CSB News & Information

Greek Word Devos – sōtēr

In our Greek Word Devotional series, we discuss some of our favorite passages in the Bible, focusing on the specific use of certain Greek words. Today, we look at 1 Timothy 4:10.

“For this reason we labor and strive, because we put our hope in the living God, who is the Savior of all people, especially of those who believe.”

The following is an excerpt from the CSB Study Bible.
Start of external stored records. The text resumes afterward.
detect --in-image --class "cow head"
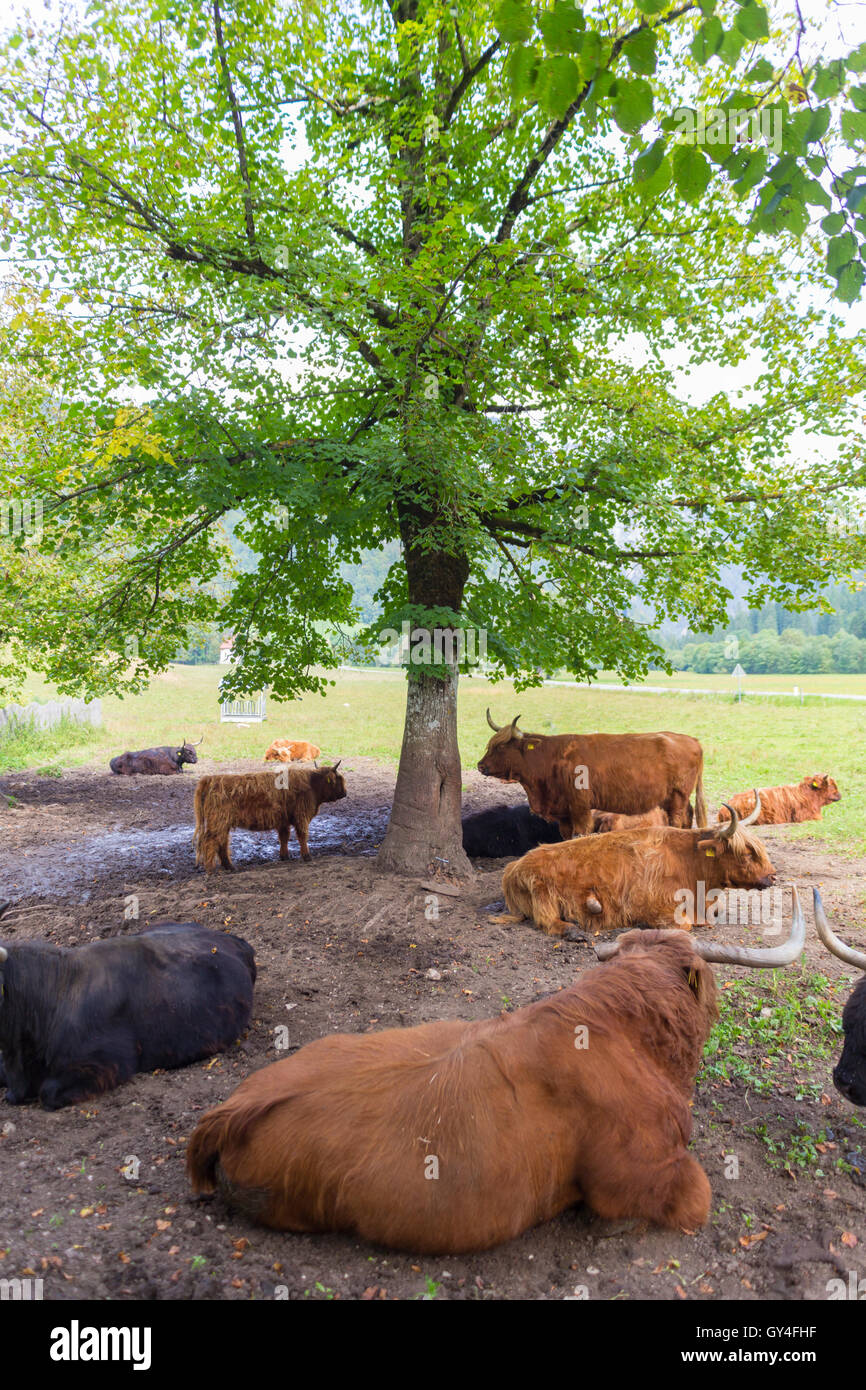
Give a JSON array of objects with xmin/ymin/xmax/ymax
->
[
  {"xmin": 178, "ymin": 734, "xmax": 203, "ymax": 767},
  {"xmin": 478, "ymin": 711, "xmax": 532, "ymax": 780},
  {"xmin": 697, "ymin": 796, "xmax": 776, "ymax": 889},
  {"xmin": 602, "ymin": 928, "xmax": 719, "ymax": 1022},
  {"xmin": 804, "ymin": 773, "xmax": 841, "ymax": 805},
  {"xmin": 814, "ymin": 889, "xmax": 866, "ymax": 1107},
  {"xmin": 311, "ymin": 762, "xmax": 347, "ymax": 803}
]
Greek pronunciation: soh TAYR
CSB translation: Savior
Uses in 1 Timothy: 3
Uses in the NT: 24
Focus passage: 1 Timothy 4:10

Outside the NT, the title sōtēr (savior, deliverer) was applied to deserving men, leading officials, rulers, or deities (e.g., of Roman emperors Julius Caesar, Nero, and Vespasian). The term had connotations of protector, deliverer, preserver, or savior. In the NT, sōtēr refers exclusively to Jesus Christ and to God the Father, with a focus on their saving, delivering character as expressed through their actions. As Savior, Christ grants repentance and forgiveness of sin (Ac 5:31), protects and saves the church (Eph 5:23), will come again to deliver his people from this world (Php 3:20), has made possible the outpouring of the Spirit (Ti 3:6), has abolished death (2Tm 1:10), and has authority in his kingdom (2Pt 1:11). God is “the Savior of all people, especially of those who believe” (1Tm 4:10), and “wants everyone to be saved” (1Tm 2:4). He manifested his love in his saving acts toward the church (Ti 3:4), he poured out the Holy Spirit (Ti 3:6), and he deserves praise and adoration (Jd 25).

In this passage, we are reminded of something that I think we as Christians can often forget: God is the Savior of all people. Sometimes, we get so focused on our own communities that we forget that the neighbor across the street, the coworker, the distant relative, and everyone in between are also loved by God, and his death is for their redemption as much as ours.

I don’t mean to say that we don’t know this intellectually, but it’s one thing to know in our head and a completely different thing to know it in our heart. Sometimes, we let our orthodoxy interfere with our orthopraxy – our beliefs on what God “looks for” in a believer may hinder us from making disciples, because that person is just “too far gone,” or “there’s no way they’d listen.”

What would it look like if we actually believed that Christ yearns for everyone to know him? That his redeeming work was for everyone? How would our lives change?

Let us radically live out the truth that Christ wants everyone to be saved. Let us be reminded that his death and resurrection is for us all. Let us praise and adore him.